Trefl Sopot - Asseco Prokom Gdynia 73:77 (21:18, 10:19, 18:26, 24:14)
Trefl: Waczyński 17, Koszarek 13, Dylewicz 12, Mallett 12, Stefański 10, Turek 7, Wiśniewski 2, Cummings.
Asseco Prokom: Motiejunas 23, Seweryn 14, Blassingame 13, Kuebler 9, Frasunkiewicz 6, Hrycaniuk 4, Day 3, Witka 3, Ponitka 2, Szczotka, Dmitriew, Łapeta.
Spotkanie lepiej rozpoczęli gospodarze, którzy byli bardziej skoncentrowani. Jednak doba kwarta to za mało, żeby wygrać z takim rywalem jak Asseco. Kluczowe dla tego meczu było wyfaulowanie Johna Turka, który już w II kwarcie odpadł z rywalizacji. Właśnie kwarty II i III były najsłabsze w wykonaniu Trefla. Asseco było bardzo skuteczne zza linii 6,75 – zdobyli 42 z 77 punktów trafiając „trójki”. W ostatniej kwarcie, gdy kibice Trefla już pogodzili się z porażką, sopocianie nagle zaczęli trafiać i dobrze bronić. Podeszli rywala na 3 punkty, ale już nie udało się wyrównać. - Było to ciężkie spotkanie, Trefl doszedł nas w końcówce. Musimy poprawić kilka elementów przed play-offami – powiedział nam po meczu Adam Łapeta.
Mecz ten mógł się podobać kibicom i na pewno pomoże wypełnić obie hale na najbliższe mecze play-offów. Do Sopotu przyjeżdża Śląsk Wrocław, do Gdyni AZS Koszalin.
Karlis Muiznieks: Zaczęliśmy mecz dobrze, kontrolowaliśmy grę w pierwszej kwarcie. Później wyglądało to nieco gorzej, nie trafialiśmy otwartych rzutów, a rywale zaczęli grać dużo lepiej. W drugiej kwarcie straciliśmy Johna Turka i ten moment był bardzo ważny, ponieważ Kuzminskas jest kontuzjowany. To jest mój błąd, ponieważ nie posadziłem go na ławce po trzecim faulu. Jednak mam pewne zastrzeżenia, co do przewinień odgwizdywanych przez sędziów. Walczyliśmy do końca i za to chciałbym podziękować moim graczom, pokazali swój charakter i mieliśmy nawet małą szansę w ostatniej minucie by zmienić wynik meczu.

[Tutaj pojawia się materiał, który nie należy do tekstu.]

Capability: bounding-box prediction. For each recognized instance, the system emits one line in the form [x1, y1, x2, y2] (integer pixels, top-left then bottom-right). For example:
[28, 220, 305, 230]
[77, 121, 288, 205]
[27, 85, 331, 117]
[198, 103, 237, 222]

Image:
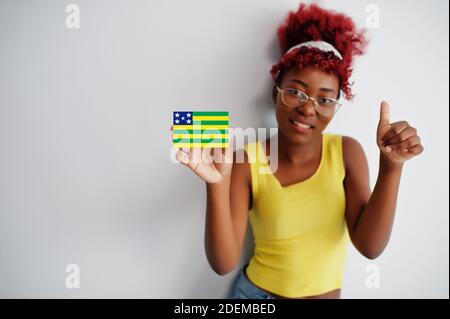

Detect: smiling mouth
[289, 119, 314, 129]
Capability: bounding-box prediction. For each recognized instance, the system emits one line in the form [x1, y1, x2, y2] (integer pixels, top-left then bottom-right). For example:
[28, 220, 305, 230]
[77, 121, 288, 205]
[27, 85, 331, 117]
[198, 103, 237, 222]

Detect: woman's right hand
[170, 126, 233, 184]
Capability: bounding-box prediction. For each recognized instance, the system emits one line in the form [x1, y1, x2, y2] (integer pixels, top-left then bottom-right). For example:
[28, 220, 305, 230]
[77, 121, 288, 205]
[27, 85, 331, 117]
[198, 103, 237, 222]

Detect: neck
[278, 131, 322, 165]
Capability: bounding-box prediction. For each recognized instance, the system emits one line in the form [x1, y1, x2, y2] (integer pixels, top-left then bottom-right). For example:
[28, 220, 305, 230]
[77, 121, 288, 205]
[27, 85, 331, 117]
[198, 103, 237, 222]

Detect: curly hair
[271, 4, 367, 100]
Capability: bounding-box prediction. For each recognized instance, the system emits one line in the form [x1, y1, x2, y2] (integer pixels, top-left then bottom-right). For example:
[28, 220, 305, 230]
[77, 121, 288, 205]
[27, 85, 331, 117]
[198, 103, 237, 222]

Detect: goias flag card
[172, 111, 228, 148]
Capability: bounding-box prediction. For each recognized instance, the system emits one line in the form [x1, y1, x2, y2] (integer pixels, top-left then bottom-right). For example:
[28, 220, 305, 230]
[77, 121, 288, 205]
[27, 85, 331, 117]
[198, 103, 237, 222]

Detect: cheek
[275, 105, 289, 126]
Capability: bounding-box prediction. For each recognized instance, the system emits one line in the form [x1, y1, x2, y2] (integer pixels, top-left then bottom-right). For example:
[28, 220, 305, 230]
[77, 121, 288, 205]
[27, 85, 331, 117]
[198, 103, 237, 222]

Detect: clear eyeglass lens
[283, 88, 339, 116]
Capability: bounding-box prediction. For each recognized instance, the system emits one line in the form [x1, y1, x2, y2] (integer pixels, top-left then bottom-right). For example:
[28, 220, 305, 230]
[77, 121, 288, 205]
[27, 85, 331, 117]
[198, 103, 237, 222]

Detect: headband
[285, 41, 342, 60]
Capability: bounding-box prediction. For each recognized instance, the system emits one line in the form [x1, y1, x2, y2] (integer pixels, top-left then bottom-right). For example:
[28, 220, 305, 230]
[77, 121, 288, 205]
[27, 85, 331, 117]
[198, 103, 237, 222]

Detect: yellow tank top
[244, 134, 349, 298]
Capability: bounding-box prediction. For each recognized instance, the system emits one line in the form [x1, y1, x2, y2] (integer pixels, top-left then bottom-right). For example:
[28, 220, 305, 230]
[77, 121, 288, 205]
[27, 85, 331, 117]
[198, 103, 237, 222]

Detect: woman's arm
[205, 154, 250, 275]
[171, 127, 251, 275]
[343, 102, 423, 259]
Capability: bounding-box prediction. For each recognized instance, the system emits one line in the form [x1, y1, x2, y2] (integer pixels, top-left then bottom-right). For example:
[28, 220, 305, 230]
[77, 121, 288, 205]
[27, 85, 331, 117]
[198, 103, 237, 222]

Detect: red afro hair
[271, 4, 367, 100]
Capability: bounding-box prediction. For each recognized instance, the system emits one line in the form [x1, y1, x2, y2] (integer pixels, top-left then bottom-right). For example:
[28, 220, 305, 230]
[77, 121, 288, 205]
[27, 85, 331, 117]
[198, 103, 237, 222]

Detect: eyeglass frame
[276, 85, 342, 117]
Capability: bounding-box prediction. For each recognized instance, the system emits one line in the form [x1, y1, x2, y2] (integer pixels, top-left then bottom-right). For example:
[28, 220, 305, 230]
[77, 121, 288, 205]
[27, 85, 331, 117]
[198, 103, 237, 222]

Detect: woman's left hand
[377, 102, 423, 164]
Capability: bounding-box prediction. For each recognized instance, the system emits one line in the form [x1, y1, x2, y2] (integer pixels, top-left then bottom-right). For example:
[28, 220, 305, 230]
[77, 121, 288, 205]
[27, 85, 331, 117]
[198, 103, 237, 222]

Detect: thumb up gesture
[377, 102, 423, 164]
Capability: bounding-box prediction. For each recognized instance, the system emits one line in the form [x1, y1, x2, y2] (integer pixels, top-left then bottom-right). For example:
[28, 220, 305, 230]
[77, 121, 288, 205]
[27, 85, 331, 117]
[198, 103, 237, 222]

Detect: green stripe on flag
[192, 112, 228, 116]
[173, 128, 228, 134]
[193, 119, 228, 125]
[173, 138, 228, 144]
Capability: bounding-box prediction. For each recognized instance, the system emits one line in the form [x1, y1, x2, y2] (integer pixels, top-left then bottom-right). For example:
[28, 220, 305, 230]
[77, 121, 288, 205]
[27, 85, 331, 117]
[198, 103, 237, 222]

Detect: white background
[0, 0, 449, 298]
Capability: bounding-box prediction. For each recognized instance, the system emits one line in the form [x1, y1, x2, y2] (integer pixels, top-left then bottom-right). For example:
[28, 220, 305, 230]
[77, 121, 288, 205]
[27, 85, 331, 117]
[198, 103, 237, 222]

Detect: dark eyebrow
[289, 79, 336, 93]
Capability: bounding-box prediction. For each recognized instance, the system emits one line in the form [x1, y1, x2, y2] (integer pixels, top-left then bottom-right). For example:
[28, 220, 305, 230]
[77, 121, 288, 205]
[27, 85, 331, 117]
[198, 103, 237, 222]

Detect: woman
[171, 4, 423, 299]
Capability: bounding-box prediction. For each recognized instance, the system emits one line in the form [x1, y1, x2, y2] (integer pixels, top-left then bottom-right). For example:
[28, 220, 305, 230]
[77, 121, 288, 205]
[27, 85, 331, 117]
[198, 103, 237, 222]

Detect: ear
[272, 84, 278, 104]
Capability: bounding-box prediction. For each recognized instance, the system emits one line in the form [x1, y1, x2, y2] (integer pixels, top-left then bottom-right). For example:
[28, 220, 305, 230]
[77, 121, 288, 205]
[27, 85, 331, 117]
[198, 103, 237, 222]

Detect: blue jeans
[227, 265, 275, 299]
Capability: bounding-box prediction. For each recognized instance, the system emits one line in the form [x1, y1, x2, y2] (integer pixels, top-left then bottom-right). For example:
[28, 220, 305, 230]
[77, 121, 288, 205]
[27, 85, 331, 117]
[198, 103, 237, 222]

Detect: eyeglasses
[277, 86, 341, 117]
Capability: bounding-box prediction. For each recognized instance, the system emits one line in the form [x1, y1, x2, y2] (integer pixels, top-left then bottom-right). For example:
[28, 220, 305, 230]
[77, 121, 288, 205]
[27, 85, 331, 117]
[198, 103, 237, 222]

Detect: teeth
[293, 121, 311, 128]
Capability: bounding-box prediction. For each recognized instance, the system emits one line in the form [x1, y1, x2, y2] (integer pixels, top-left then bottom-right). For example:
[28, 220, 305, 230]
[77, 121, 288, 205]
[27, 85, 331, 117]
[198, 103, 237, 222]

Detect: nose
[297, 98, 316, 116]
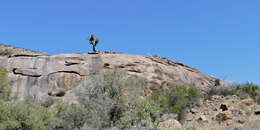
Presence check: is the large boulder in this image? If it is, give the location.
[0,53,216,102]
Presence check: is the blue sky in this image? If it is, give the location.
[0,0,260,84]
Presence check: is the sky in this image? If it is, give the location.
[0,0,260,84]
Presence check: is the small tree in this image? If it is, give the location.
[88,34,99,52]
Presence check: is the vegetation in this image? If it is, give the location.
[208,83,260,102]
[0,67,12,100]
[216,113,227,123]
[88,34,99,52]
[0,49,13,56]
[0,101,56,130]
[0,68,260,130]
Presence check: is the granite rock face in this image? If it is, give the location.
[0,53,216,102]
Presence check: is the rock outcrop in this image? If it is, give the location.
[0,53,216,103]
[0,44,216,102]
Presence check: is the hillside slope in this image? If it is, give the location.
[0,51,216,103]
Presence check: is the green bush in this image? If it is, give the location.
[150,86,200,122]
[56,104,91,130]
[76,69,144,128]
[120,86,200,128]
[119,99,161,129]
[0,101,57,130]
[0,49,13,56]
[216,113,227,123]
[0,67,12,100]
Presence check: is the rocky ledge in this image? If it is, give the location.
[0,53,216,101]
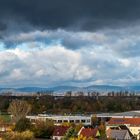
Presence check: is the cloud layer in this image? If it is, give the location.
[0,0,140,87]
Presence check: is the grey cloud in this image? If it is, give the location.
[0,0,140,30]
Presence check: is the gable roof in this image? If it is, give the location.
[108,118,140,126]
[79,127,99,138]
[106,129,128,140]
[53,126,70,136]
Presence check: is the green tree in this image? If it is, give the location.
[8,100,31,122]
[2,131,34,140]
[32,119,54,138]
[14,118,32,132]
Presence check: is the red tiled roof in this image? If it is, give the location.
[80,128,98,137]
[53,126,70,136]
[108,118,140,125]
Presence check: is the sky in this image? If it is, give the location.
[0,0,140,87]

Marcin Stefański: Nieźle zagraliśmy pierwszą i ostatnią kwartą. Prawie dogoniliśmy przeciwnika. Może gdybyśmy rzucili ten jeden rzut, to mecz zacząłby się od nowa. Musimy wyciągnąć wnioski, bo przed nami najważniejszy okres - play-offy. Mieliśmy trochę problemów kadrowych. Kuzminskas wciąż jest kontuzjowany, a Turek spadł za faule. Trzeba walczyć dalej. Chciałbym jeszcze podziękować pani Kindze (Kinga Rydzykowska, Ticket Manager Trefla, przyp. FA), która sprzedała tyle biletów.
Andrzej Adamek: Bardzo cieszymy się ze zwycięstwa, tak jak z każdego. To dzisiejsze było troszeczkę ważniejsze, bo gwarantuje pierwsze miejsce przed fazą play-off. Mecz bardzo emocjonujący, mógł się podobać. Dużo walki, 16 ofensywnych zbiórek po stronie Trefla, 15 po naszej stronie. Była i walka w obronie i celne rzuty i parę szybkich kontrataków.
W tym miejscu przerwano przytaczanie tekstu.